I am currently reading for a DPhil in Contemporary Art History and Theory at the Ruskin School of Art under the supervision of Prof. Jane Garnett and Prof. Jason Gaiger. I completed my undergraduate degree at the University of Cambridge, graduating with a Starred First in History of Art in 2015. Having moved to the University of Oxford I read for an MSt in Women’s Studies, graduating with a distinction.
My work primarily focuses upon genealogical and philosophical analyses of modernist art. These methodologies allow us to read against the historical grain, to uncover international and interdisciplinary circuits of communication, and provide intellectually grounded means of engagement with art objects. My master’s dissertation, ‘“I was not a Surrealist, I was an Existentialist”: Louise Bourgeois Reconsidered’ (publication forthcoming in Oxford Art Journal 40:3, December 2017), applied these concerns to the art of Louise Bourgeois. The article reinterprets her early work as a critical, proto-feminist engagement with contemporary European existentialist philosophy and literature, subverting the traditional picture of her as an isolated introvert whose main intellectual debt was to psychoanalysis. My DPhil project will build on this research by analysing the interconnection of European philosophy and social identity in the work of New York artists in the aftermath of WW2, asking how this interplay helped determine aesthetic concerns. Insisting on this essentially dialectical relation shifts the boundaries and definitions of American modernism, opening discursive space for excluded meanings and practices, particularly those of hitherto marginalised African-American and women artists.

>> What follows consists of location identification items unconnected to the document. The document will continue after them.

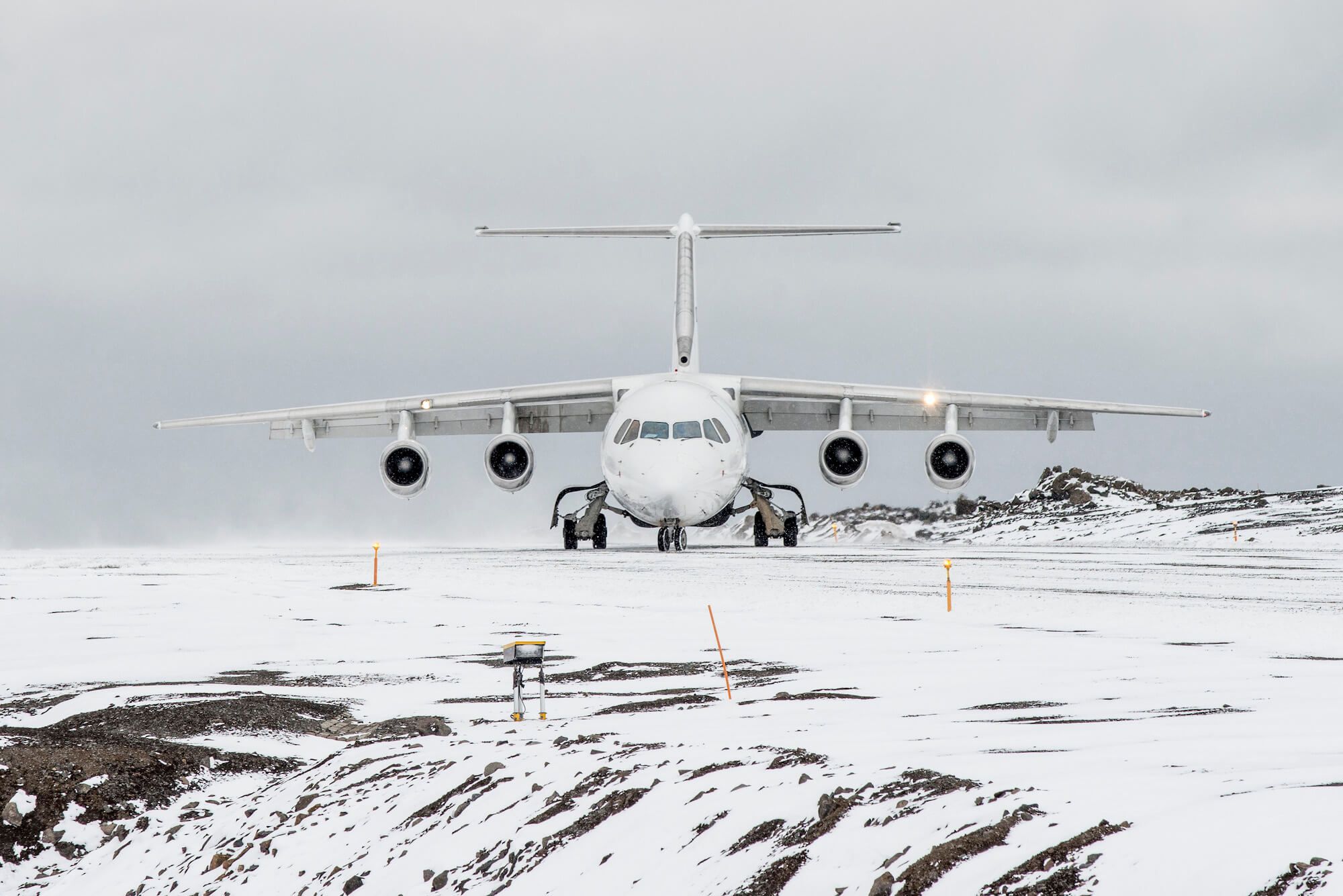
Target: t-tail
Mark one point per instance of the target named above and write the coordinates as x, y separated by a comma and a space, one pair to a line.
686, 334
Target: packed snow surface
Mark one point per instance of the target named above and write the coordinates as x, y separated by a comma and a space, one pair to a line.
1111, 719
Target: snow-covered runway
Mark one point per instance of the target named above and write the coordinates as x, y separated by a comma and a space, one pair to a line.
1192, 694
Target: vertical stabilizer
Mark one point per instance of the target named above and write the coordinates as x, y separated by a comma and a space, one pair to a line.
686, 336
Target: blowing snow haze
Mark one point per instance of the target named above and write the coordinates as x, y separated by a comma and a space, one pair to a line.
237, 207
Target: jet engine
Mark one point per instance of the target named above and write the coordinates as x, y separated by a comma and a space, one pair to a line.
510, 462
844, 458
950, 460
405, 467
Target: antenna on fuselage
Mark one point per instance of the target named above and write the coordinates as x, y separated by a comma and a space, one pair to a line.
686, 334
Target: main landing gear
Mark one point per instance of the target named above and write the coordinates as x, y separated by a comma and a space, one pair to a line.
770, 521
672, 538
588, 525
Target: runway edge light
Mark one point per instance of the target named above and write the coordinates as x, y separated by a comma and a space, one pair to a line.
520, 654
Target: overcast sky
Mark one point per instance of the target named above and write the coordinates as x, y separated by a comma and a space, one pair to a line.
234, 207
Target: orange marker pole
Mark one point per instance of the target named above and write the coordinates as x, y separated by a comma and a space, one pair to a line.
721, 651
947, 564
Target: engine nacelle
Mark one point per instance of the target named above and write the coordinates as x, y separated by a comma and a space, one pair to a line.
405, 467
510, 462
950, 460
844, 458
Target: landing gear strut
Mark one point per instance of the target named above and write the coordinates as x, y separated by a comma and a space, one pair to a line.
672, 538
770, 521
588, 525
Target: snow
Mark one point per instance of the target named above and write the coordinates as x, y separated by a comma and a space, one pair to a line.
1187, 690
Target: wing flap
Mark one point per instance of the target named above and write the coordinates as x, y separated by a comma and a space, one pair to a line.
566, 416
802, 415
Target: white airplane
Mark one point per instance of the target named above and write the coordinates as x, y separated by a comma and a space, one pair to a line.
675, 446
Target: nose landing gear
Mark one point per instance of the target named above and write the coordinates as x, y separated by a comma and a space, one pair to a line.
672, 538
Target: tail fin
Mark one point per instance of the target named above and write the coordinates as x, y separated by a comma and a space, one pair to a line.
686, 337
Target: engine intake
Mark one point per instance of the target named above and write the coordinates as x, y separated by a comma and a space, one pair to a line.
510, 462
950, 460
405, 467
844, 458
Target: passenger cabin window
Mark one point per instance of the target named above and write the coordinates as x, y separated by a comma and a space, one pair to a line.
687, 430
629, 432
653, 430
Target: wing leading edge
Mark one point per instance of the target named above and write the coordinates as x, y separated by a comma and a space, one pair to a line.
584, 405
804, 404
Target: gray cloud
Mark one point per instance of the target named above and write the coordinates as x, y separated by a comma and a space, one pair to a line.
210, 208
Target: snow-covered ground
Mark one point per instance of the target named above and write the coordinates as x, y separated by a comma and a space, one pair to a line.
1093, 719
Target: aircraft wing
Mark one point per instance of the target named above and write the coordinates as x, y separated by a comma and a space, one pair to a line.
584, 405
804, 404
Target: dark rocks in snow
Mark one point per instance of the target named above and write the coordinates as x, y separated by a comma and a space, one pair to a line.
926, 871
762, 832
776, 877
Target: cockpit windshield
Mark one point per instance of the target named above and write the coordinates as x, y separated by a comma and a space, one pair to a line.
687, 430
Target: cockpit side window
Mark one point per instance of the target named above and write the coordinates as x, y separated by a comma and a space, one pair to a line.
687, 430
653, 430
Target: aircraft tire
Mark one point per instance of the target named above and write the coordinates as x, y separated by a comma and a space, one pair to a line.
790, 530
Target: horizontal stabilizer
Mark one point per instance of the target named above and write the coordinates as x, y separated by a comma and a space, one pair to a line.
686, 226
708, 231
659, 231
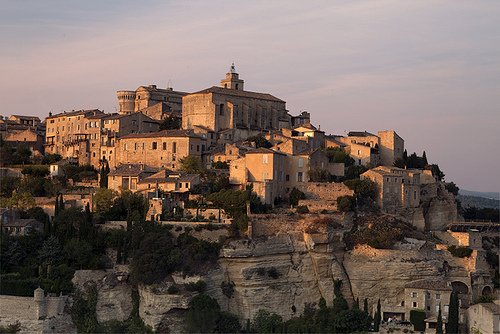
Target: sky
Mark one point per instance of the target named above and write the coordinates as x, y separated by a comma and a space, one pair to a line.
430, 70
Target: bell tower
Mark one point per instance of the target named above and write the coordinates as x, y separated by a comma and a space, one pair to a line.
232, 81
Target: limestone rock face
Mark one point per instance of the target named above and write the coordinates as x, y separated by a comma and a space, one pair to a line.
156, 309
439, 207
114, 299
376, 273
278, 273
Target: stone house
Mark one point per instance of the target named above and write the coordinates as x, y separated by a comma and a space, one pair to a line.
363, 155
231, 107
22, 226
484, 318
30, 137
88, 136
387, 144
396, 187
162, 149
168, 181
127, 176
150, 100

I am grateful to the Mica and Ahmed Ertegun Scholarship for allowing me to pursue my studies in the exciting and stimulating environments of the University of Oxford and Ertegun House. Being part of a scholarly community which emphasises cultural diversity and interdisciplinary exchange will greatly assist my project, which seeks to establish artistic and intellectual connections across generic, geographical, and linguistic divides. I hope to contribute as much as I can to the community.